8.71r + 1 = 1 + 10r + 10 x 9 / (1x2) r^2 + 10 x 9 x 8 / (1x2x3)r^3 + ... .... ...... ... + 10r^9 + r^10
Transferring and simplifying and factorizing

r(r^9 + 10r^8 + ... .... ... ... + 1.3) = 0
will have 10 roots / values of r
r = 0 is one
Remaining 9 roots will be found by factorizing or trial/error method or by means of programmed calculator/ computer software

Answer 6

There are 10 roots by the fundamental theorem of algebra.

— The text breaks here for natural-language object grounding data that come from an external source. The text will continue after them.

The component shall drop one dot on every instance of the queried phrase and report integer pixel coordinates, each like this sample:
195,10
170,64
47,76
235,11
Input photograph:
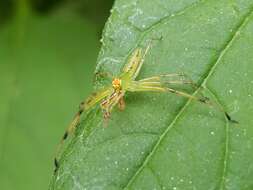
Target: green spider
113,95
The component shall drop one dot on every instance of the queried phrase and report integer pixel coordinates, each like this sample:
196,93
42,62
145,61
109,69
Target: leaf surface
162,141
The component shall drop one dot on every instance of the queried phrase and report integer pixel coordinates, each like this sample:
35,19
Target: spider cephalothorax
116,84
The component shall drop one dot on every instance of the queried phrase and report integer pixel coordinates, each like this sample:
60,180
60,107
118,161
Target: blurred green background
48,51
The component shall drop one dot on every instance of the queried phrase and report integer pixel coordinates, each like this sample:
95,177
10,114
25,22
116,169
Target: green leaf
162,141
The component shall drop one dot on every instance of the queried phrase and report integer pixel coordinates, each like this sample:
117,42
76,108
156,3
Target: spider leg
149,86
174,78
84,106
108,104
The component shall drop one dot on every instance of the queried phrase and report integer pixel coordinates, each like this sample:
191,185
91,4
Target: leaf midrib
208,74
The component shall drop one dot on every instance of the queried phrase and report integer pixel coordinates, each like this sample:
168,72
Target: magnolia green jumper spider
126,81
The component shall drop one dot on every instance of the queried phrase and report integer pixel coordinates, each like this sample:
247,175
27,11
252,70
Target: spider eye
116,83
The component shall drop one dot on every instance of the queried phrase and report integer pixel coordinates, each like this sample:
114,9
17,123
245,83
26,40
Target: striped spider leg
113,95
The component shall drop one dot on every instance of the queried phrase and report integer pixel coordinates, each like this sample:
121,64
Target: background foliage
48,51
162,141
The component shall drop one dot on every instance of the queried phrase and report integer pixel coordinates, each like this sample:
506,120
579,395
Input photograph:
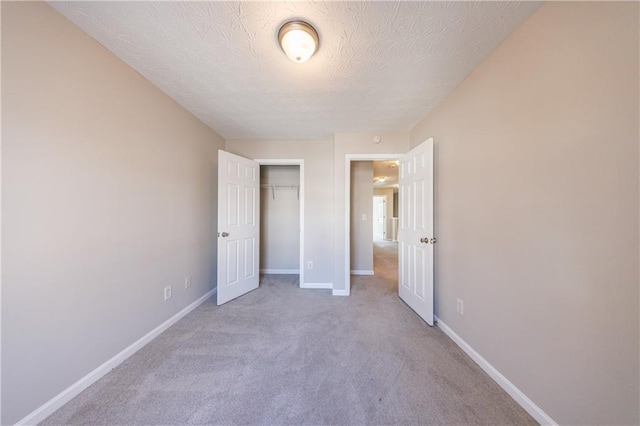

According to Maple, they are:
0., -2.269091916-.4408658322*I, -2.269091916+.4408658322*I, -1.713274699-1.119656568*I, -1.713274699+1.119656568*I, -.8656090231-1.285047693*I, -.8656090231+1.285047693*I, -.1364943246-.8678359722*I, -.1364943246+.8678359722*I, -0.3106007597e-1

If you have Maple, you can study the source code and see what techniques they use to find the roots; there are tons of them and they are not trivial.

Answer 7

r = 0 is the only solution

to do this, u can plug it into your calculator. just graph it
y = 8.712r + 1 - (1+r)^10
and see where the graph touches the x axis

or, you can always expand the binomial or use logarithms

Answer 8

R = 0 is one solution. It is almost obvious without using algebra.

Answer 9

8.712r + 1 = (1 + r) ^10

8.712r + 1 = 1^10 + r^10
8.712r+1 = 1 + r^10
8.712r = r^10
8.712 = r^9
ninth root of 8.712 = r

i dont have a calculator to do this but that is how it is solved...
Good luck!

:)

Answer 10

You could use log :

log(8.712r)+log1=10log(1+r)
log8.712+logr+0=10log(1+r)
log8.712=log[(1+r)^10/r]
(1+r)^10/r=8.712 (taking anti-log)

and then i got lost.if you get a solution please msg me.